If we had worked Crystal BallsWouldn’t it be easier to predict the trends and what the future would bring? However, since most have not found their personal version of these reliably, it might make sense to better understand some of the signs and omens, which could be helpful, providing us with more information to do! an informed decision! One of these relevant issues is related to mortgage rates and determining if, and for how long, these interest rates will remain as low (or close) as they are today. With that in mind, this article will attempt to briefly consider, examine, review, and discuss some relevant factors to focus on these considerations and evaluations.
1. The so-called experts: The curious thing about the experts is that not everyone agrees. When it comes to interest rates, this can be even more so! The vast majority of economists today, who specialize in this area, believe that we are likely to see little significant change in these rates, at least until after the 2020 election. Their reasoning, it seems, is based on a few factors, which they include political considerations (the president is seeking re-election), fear of risking an economic crisis, etc.
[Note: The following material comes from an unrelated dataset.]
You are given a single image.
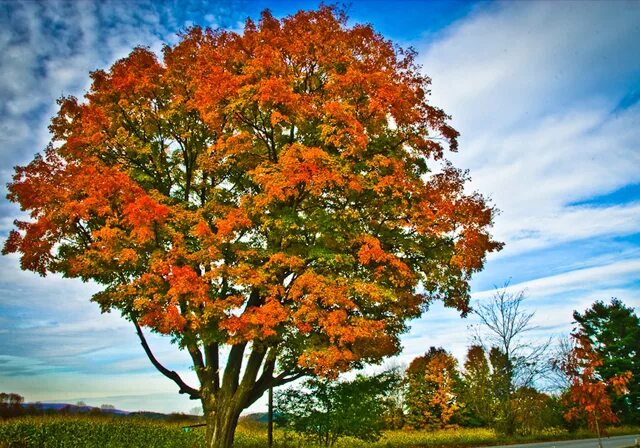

However, they also warn us that this may not be the case, if inflation rises suddenly, as it might, and other real and/or perceived risks, etc.
2. External influences: What could be the ramifications of potentially escalating trade wars due to imposed tariffs and/or rhetoric from President Donald Trump? If the war of wills with China continues for any significant period, it will make everything more expensive, such as building materials, electronics, machinery, etc. If Japan and the current administration fail to reach a mutually acceptable agreement, this will create additional stress on the system. What about the impacts of our conflicts with our allies, including NATO, the European Union (EU), the UK (due to BREXIT), etc.?
3. Economic considerations: If trade wars escalate, or even if many perceive instability, etc., these economic considerations could affect the number of qualified potential homebuyers who are ready, willing and able to seriously consider buying a home. it would transform the housing market from a seller’s market to a buyer’s market, and this could have an impact/effect on mortgage rates, partly due to supply and demand.
4. Offer and demand: Like almost every other aspect of the economy, supply and demand also has a major effect on real estate.
Proceed wisely and pay close attention to the effects of a variety of factors on the future level of interest rates and therefore the cost of mortgages. A wise consumer, who educates himself, is better prepared and ready for any contingency!